El conteo fue exacto: 90 votos. El Espíritu —o la estrategia— había hablado.
IX. El humo blanco, el pueblo y la fe
El humo blanco se alzó sobre Roma. El júbilo estalló. Afuera, miles aplaudían, muchos sin saber quién había sido elegido. No importaba. Lo esencial era que el Papa había sido elegido. La grey católica, como siempre, interpretó ese gesto como el resultado del Espíritu Santo.
Y en el fondo, yo también.
Porque aunque la política del Vaticano es humana, el misterio de la fe consiste en creer que incluso a través de nuestras luchas, Dios actúa. Que incluso cuando el elegido no es el que uno deseaba, puede ser el que se necesitaba
X. Epílogo – La balanza sigue en pie
El nuevo Papa habló esa noche desde el balcón. No prometió reformas, ni condenó tradiciones. Habló de fraternidad, de escucha, de caminar juntos. No fue un grito, sino una invitación.
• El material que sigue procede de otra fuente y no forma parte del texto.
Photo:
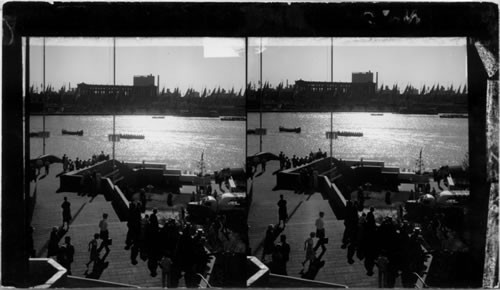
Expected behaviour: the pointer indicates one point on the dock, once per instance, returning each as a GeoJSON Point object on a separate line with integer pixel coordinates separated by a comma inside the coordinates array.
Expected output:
{"type": "Point", "coordinates": [303, 210]}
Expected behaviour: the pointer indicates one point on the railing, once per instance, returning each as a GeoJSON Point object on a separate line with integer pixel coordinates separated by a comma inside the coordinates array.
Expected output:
{"type": "Point", "coordinates": [204, 282]}
{"type": "Point", "coordinates": [421, 282]}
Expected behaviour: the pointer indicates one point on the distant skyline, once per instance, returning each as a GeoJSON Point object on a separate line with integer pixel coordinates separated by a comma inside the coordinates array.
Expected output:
{"type": "Point", "coordinates": [196, 63]}
{"type": "Point", "coordinates": [200, 63]}
{"type": "Point", "coordinates": [415, 61]}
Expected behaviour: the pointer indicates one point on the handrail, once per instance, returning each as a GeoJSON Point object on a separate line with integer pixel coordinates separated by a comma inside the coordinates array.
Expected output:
{"type": "Point", "coordinates": [204, 280]}
{"type": "Point", "coordinates": [421, 280]}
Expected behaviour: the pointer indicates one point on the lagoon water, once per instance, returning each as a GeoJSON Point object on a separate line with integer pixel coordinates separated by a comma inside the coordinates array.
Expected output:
{"type": "Point", "coordinates": [393, 138]}
{"type": "Point", "coordinates": [176, 141]}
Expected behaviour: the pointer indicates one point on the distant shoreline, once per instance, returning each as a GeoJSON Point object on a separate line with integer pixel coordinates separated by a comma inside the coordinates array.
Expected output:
{"type": "Point", "coordinates": [248, 111]}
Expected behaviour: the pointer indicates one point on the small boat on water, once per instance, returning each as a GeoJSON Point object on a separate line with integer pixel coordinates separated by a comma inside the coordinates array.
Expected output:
{"type": "Point", "coordinates": [349, 134]}
{"type": "Point", "coordinates": [453, 116]}
{"type": "Point", "coordinates": [292, 130]}
{"type": "Point", "coordinates": [233, 118]}
{"type": "Point", "coordinates": [131, 136]}
{"type": "Point", "coordinates": [40, 134]}
{"type": "Point", "coordinates": [67, 132]}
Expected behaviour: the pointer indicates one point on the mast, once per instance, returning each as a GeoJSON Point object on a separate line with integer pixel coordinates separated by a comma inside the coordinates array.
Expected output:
{"type": "Point", "coordinates": [331, 112]}
{"type": "Point", "coordinates": [261, 97]}
{"type": "Point", "coordinates": [44, 101]}
{"type": "Point", "coordinates": [114, 84]}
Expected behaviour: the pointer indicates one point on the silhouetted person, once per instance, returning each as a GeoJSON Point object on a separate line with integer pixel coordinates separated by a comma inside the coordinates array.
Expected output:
{"type": "Point", "coordinates": [320, 232]}
{"type": "Point", "coordinates": [92, 248]}
{"type": "Point", "coordinates": [104, 234]}
{"type": "Point", "coordinates": [282, 211]}
{"type": "Point", "coordinates": [66, 254]}
{"type": "Point", "coordinates": [361, 199]}
{"type": "Point", "coordinates": [285, 252]}
{"type": "Point", "coordinates": [66, 206]}
{"type": "Point", "coordinates": [166, 273]}
{"type": "Point", "coordinates": [47, 167]}
{"type": "Point", "coordinates": [268, 241]}
{"type": "Point", "coordinates": [309, 249]}
{"type": "Point", "coordinates": [53, 246]}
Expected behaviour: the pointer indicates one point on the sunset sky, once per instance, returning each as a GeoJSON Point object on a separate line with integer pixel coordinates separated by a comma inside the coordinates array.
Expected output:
{"type": "Point", "coordinates": [212, 62]}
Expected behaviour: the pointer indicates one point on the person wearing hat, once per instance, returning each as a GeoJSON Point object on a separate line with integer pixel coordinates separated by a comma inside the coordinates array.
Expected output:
{"type": "Point", "coordinates": [66, 254]}
{"type": "Point", "coordinates": [53, 247]}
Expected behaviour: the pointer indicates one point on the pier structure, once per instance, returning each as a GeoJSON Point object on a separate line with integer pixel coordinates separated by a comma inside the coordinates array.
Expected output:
{"type": "Point", "coordinates": [335, 179]}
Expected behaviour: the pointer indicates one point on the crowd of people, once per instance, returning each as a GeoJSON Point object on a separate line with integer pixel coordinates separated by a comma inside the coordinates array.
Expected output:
{"type": "Point", "coordinates": [178, 245]}
{"type": "Point", "coordinates": [287, 162]}
{"type": "Point", "coordinates": [395, 246]}
{"type": "Point", "coordinates": [77, 164]}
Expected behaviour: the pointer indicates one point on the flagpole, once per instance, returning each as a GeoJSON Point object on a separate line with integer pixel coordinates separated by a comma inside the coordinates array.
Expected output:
{"type": "Point", "coordinates": [114, 84]}
{"type": "Point", "coordinates": [331, 112]}
{"type": "Point", "coordinates": [261, 95]}
{"type": "Point", "coordinates": [44, 100]}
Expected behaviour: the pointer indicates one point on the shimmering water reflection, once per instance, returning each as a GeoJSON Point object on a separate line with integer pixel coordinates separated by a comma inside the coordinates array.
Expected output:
{"type": "Point", "coordinates": [393, 138]}
{"type": "Point", "coordinates": [176, 141]}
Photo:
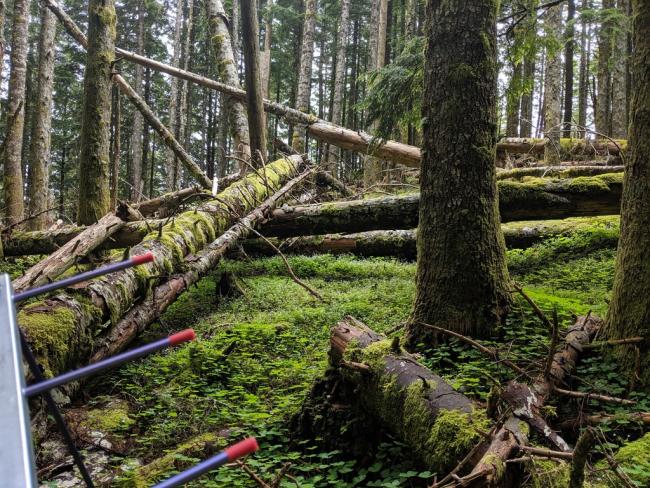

En los días siguientes, las redes callaron. La profecía del “Papa Negro” se desvaneció en la bruma del sensacionalismo. El mundo entendió, una vez más, que la Iglesia no elige según las encuestas, ni por las tendencias. Elige con solemnidad, con estrategia y con fe.
Y yo, cardenal conservador, entendí también que, aunque no elegimos al Papa que queríamos, elegimos al que la Iglesia necesitaba para no romperse. Porque la barca de Pedro puede crujir, pero nunca debe hundirse.